Но то, что доставляемые в Японию на кораблях урны с прахом погибших, а также раненые и больные являются не только предметом патриотического воодушевления и готовности к героическому самопожертвованию, — сколь бы ни были сильны эти чувства, — становится ясным каждому, кто видит, как близкие солдат молятся перед синтоистскими гробницами и буддийскими храмами за их благополучное возвращение, и кто читает в газетах об отнюдь не редких случаях самоубийства среди родственников погибших. Даже в разговоре японцы, за немногими исключениями, не скрывают того, что далеко не все они думают так, как тот отец, чье письмо к сыну-фронтовику с требованием непременно искать героической смерти было недавно опубликовано в газетах».

Обстановка в Японии, международная обстановка определили задачи группы Зорге, которая должна была способствовать предотвращению войны Японии с Советским Союзом и выяснить характер отношений между Японией и Германией после того как к власти там пришел Гитлер.

С этим важным заданием группа, руководимая Рихардом Зорге, справилась блестяще. Его помощники распределили «сферы влияния».
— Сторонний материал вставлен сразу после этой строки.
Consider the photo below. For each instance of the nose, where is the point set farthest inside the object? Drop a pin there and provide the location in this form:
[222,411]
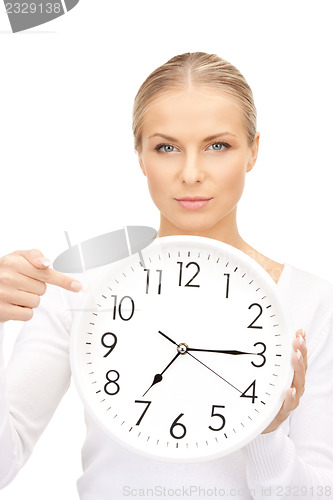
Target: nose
[191,170]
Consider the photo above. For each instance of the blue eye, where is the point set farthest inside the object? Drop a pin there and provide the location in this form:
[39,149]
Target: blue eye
[169,148]
[221,145]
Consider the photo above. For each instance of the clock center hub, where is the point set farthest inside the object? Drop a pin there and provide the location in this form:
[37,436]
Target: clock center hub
[182,348]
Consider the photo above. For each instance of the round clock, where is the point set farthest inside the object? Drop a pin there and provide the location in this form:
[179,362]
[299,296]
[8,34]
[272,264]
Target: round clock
[185,355]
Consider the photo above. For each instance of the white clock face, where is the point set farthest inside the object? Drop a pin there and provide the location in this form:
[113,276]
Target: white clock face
[186,355]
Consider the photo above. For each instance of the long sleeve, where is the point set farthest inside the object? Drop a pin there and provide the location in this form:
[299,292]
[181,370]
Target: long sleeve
[301,463]
[36,378]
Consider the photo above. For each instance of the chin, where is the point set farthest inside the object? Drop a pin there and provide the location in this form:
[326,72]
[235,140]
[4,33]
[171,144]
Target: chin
[196,226]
Особенно большими возможностями пользовался Одзаки. По воспоминаниям людей, близко его знавших, Одзаки отличал тонкий аналитический ум, высокая культура и образованность. Все эти качества в июле 1938 года обеспечили ему пост неофициального советника при тогдашнем премьер-министре принце Коноэ.
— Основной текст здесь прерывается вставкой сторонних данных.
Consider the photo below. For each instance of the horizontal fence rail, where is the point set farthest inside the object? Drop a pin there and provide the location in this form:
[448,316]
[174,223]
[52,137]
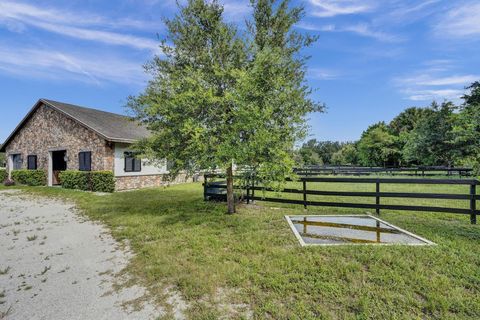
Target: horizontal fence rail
[406,171]
[215,190]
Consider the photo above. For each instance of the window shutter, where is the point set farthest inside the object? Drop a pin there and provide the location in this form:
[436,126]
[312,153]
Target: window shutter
[128,162]
[137,165]
[85,161]
[32,162]
[81,161]
[88,161]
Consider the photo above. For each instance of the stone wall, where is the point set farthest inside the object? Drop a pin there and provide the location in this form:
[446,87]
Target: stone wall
[149,181]
[48,129]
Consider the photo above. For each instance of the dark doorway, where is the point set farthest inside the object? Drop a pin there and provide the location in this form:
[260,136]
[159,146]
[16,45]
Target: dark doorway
[59,164]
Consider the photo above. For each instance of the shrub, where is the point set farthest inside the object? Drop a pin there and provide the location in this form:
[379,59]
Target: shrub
[3,175]
[98,181]
[74,180]
[30,177]
[102,181]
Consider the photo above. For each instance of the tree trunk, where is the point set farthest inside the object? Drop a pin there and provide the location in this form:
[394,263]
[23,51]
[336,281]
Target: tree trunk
[230,195]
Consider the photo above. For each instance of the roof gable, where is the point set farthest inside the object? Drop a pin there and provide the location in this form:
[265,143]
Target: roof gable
[110,126]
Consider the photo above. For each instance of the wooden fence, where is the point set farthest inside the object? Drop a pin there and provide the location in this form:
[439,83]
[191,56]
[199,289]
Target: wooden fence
[423,171]
[216,190]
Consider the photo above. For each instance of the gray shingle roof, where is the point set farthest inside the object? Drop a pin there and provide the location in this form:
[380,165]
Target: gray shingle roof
[111,126]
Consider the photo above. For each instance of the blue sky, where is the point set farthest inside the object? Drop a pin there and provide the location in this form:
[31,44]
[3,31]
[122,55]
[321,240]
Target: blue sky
[373,58]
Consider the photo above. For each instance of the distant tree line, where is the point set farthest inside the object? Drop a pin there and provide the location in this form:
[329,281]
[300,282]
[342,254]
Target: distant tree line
[442,134]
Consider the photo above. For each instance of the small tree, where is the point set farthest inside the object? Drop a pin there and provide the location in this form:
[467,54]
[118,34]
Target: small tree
[217,98]
[432,142]
[378,147]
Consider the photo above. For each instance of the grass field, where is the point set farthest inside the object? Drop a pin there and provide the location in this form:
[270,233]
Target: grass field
[250,264]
Бранко Вукелич был близок к французскому посольству, много времени проводил в англо-американских кругах Токио. В 1938 году ему тоже удалось получить «повышение». Он становится представителем французского телеграфного агентства «Гавас». В его квартире на улице Сапай-те была оборудована фотолаборатория, откуда велись передачи на Москву.

Известный к тому времени «официальный» художник Мияги широко использовал свои связи в кругах японского генералитета.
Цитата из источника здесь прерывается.